Please tell me how I woke up out in the middle of nowhere wearing nothing but a hard hat and a man thong?
I almost got runover on the sidewalk by a car but wen it got closer it was a crackhead walking with the whole front of a car... bumper, lights and all... I love New York.
I fucked her on my hockey bag. it doesnt get any more Canadian than that.
We were drinking cognac with TAB. I felt like trailer park royalty.
She sent me a pic of shot glasses on fire if that tells you anything
Damn, it's been so long since I had sex I could use the cobwebs from my vagina to decorate for Halloween.
The kid across the hall found me in the hallway using a hot pocket box as a pillow. I said its okay I live here.
Ok how about tonight me and you get laid together. Same girl. Then she signs our dicks.
As weird as it sounds I would totally be down
She screamed at us, "You guys need to wake up and smell the beer-bong!"
I'm having salsa con queso and a leftover half-drank/flat red bull for breakfast. Nothing you propose doing today would be a downgrade.

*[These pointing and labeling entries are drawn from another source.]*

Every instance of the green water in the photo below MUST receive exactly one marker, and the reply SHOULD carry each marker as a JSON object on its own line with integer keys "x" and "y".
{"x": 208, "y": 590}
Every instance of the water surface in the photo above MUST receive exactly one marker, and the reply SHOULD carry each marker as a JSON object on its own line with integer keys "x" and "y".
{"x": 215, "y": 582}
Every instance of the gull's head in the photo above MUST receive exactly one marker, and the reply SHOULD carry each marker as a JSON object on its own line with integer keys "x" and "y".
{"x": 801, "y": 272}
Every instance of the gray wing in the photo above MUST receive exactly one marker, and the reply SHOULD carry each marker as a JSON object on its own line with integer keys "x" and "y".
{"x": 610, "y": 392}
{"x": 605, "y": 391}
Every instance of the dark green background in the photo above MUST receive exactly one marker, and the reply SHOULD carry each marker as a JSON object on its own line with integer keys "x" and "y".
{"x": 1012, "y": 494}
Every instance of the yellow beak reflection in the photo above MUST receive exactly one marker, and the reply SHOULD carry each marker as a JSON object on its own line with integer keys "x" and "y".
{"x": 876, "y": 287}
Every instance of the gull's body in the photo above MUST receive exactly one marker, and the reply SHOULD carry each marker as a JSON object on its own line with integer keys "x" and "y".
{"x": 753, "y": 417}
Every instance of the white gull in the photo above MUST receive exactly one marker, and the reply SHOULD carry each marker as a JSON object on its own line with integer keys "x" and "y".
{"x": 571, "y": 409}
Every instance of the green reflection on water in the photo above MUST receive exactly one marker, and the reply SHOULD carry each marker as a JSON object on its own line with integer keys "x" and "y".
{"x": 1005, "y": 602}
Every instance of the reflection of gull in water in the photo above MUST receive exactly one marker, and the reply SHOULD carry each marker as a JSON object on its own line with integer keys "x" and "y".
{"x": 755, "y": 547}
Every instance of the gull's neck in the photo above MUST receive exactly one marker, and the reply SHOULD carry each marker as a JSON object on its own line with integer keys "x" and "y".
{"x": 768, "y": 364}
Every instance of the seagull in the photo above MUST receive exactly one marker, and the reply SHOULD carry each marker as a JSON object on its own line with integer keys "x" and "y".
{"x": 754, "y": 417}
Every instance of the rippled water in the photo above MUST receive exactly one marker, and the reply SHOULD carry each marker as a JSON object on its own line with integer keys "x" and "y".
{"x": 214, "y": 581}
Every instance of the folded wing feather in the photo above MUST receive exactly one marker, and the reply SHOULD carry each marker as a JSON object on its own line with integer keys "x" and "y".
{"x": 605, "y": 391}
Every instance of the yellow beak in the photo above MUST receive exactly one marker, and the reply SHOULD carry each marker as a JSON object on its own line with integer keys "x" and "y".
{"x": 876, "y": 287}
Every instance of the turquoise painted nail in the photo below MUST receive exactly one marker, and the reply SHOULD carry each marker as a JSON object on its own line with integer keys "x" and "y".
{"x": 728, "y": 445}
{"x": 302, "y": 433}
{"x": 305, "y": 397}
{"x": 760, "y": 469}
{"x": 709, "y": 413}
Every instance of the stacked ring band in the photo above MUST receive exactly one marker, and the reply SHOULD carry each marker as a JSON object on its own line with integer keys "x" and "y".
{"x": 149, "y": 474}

I love how four vibrators are within reach of me right now, but not a single hair brush or comb
Do you know how many guys' fantasies I've been told I'm a part of lately?!
Just 2. But still.
I'll say this one last time. You are TWENTY FIVE YEARS OLD. You are not going to die alone and this is not the twilight of your life. Stop taking shrooms on your period!!!!
beggars cant be choosers....im desperate and he has a dick. he checks all the boxes.
I would let him fuck me right here in this laundromat. Praise Satan.